The beauty of the beach, if you're an inveterate beachcomber, as I am, is that, from one day to the next, you never know what you're going to find.

This morning, I stumbled upon a sand dollar, only the second time that's happened in the eons that I've been beachcombing. Actually a marine animal, not a shell, the keyhole sand dollar lives on the floor of the ocean, usually in and around the Caribbean Sea. So this guy was a long way from home. And dead, of course.

Sand dollars, bleached white by the sun, are a rare find on northern beaches.

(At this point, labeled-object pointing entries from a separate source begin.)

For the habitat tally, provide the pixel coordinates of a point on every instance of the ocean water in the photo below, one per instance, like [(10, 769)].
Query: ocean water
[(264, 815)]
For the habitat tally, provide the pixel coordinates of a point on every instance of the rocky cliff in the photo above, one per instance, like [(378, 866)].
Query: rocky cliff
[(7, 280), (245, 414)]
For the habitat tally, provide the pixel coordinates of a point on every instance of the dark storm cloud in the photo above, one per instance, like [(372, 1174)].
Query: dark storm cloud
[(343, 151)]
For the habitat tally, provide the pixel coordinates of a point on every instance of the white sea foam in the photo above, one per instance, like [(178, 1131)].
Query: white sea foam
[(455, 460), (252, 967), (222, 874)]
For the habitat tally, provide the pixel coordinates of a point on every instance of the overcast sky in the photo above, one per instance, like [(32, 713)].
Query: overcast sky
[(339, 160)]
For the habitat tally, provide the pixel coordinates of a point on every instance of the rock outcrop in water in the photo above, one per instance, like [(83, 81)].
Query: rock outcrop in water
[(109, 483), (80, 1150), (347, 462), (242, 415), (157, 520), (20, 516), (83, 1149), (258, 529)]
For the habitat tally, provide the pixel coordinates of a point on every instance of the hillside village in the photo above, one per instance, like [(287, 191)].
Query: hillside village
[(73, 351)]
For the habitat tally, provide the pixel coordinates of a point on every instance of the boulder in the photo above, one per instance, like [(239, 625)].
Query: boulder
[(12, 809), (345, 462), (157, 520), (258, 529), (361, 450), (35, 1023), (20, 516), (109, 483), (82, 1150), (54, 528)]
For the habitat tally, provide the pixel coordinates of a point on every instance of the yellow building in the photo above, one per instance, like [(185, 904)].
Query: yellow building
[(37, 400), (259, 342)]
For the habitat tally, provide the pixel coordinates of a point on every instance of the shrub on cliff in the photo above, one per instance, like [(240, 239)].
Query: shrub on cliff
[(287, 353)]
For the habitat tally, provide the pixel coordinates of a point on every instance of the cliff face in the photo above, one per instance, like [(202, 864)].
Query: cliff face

Every beach has its own culture and even that changes with the tide. The morning after my son's wedding in Westhampton a couple of years ago, I took a walk on the beach in front of the hotel. It was littered with large clam shells, something we don't find in abundance on the beach in Montauk. I lugged two shopping bags full home. This was news to Dot, my daughter-in-law Jennie's grandmother, who lives in Westhampton. "We rarely see them," she said.

Still, I've been meaning to go back to Westhampton to check it out. Then this fall, buckets full of them showed up on our beach. Go figure.


A walk on the beach by the lighthouse last week yielded a bounty of the largest oyster shells I've ever found out here;


The beaches at Lazy Point, scallop shells of every hue;


And the beach right here, in front of the Atlantic Terrace, snail shells uncommon for their size and color.


Shells or not...beauty and the beach.